The threat landscape is expanding at a crazy pace. There are new vulnerabilities released every day, and the amount of servers, applications, and endpoints for ITOps to manage is continually growing. These threats are also growing more potent and frequent, as a recent spate of global ransomware attacks have seen perpetrators extort thousands of dollars. Experts believe that they’re often a ruse that mask attempts to destroy data.

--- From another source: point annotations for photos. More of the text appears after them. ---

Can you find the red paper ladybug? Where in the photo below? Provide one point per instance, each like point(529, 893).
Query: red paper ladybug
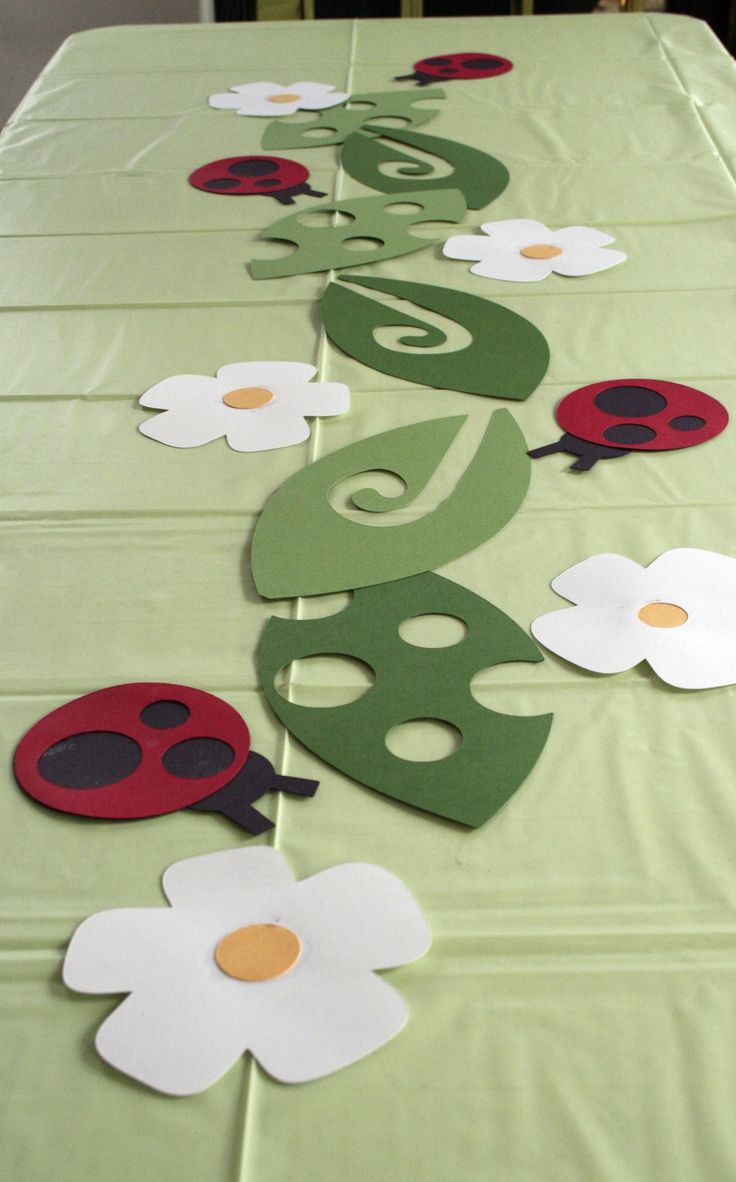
point(245, 175)
point(147, 748)
point(607, 419)
point(456, 65)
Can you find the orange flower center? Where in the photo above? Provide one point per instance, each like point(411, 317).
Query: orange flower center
point(663, 615)
point(260, 952)
point(540, 251)
point(248, 397)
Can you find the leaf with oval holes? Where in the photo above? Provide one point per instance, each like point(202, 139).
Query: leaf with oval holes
point(147, 748)
point(497, 751)
point(337, 123)
point(480, 177)
point(303, 546)
point(324, 247)
point(507, 357)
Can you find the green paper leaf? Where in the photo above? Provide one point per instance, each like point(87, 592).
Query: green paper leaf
point(479, 176)
point(497, 751)
point(338, 122)
point(507, 357)
point(303, 546)
point(324, 247)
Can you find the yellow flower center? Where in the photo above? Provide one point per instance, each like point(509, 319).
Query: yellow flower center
point(663, 615)
point(260, 952)
point(540, 251)
point(248, 397)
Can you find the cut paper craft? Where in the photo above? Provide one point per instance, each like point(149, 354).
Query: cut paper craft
point(480, 177)
point(256, 406)
point(303, 546)
point(266, 176)
point(523, 251)
point(248, 959)
point(507, 357)
point(497, 751)
point(377, 228)
point(676, 614)
point(456, 66)
point(333, 127)
point(147, 748)
point(606, 420)
point(268, 99)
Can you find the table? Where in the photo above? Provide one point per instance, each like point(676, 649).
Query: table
point(575, 1018)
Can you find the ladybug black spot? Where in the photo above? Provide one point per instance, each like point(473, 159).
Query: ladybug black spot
point(630, 402)
point(630, 434)
point(193, 759)
point(90, 760)
point(686, 423)
point(253, 168)
point(164, 714)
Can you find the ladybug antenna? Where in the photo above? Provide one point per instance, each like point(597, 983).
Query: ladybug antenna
point(588, 453)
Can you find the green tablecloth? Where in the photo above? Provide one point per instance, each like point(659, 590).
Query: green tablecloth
point(575, 1018)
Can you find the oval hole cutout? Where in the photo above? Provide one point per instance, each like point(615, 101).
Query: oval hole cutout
point(432, 630)
point(363, 244)
point(403, 208)
point(424, 740)
point(326, 680)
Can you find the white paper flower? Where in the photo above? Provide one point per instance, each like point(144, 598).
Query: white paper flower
point(678, 614)
point(267, 98)
point(248, 959)
point(256, 406)
point(526, 251)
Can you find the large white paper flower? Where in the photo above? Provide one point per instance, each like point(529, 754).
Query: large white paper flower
point(268, 98)
point(248, 959)
point(526, 251)
point(256, 406)
point(678, 614)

As organizations adopt bimodal ITOps methodologies in order to be more agile, avoiding incidents and increasing security can pose quite a challenge. Some new challenges include leveraging containers and public cloud resources, managing security incidents across these separate data domains, and working entirely new sets of pseudo-admin users who have access to key resources. To enable full stack visibility and incident resolution for the ever-expanding demands on ITOps, a multifaceted strategy to SecOps is required. In fact, I tend to think of SecOps incident management as a necessary combination in order to build a truly secure environment that is both actionable and visible. 

Phase 1: Stop the Threat

Source: Sophos – Anatomy of a Ransomware Attack (infographic)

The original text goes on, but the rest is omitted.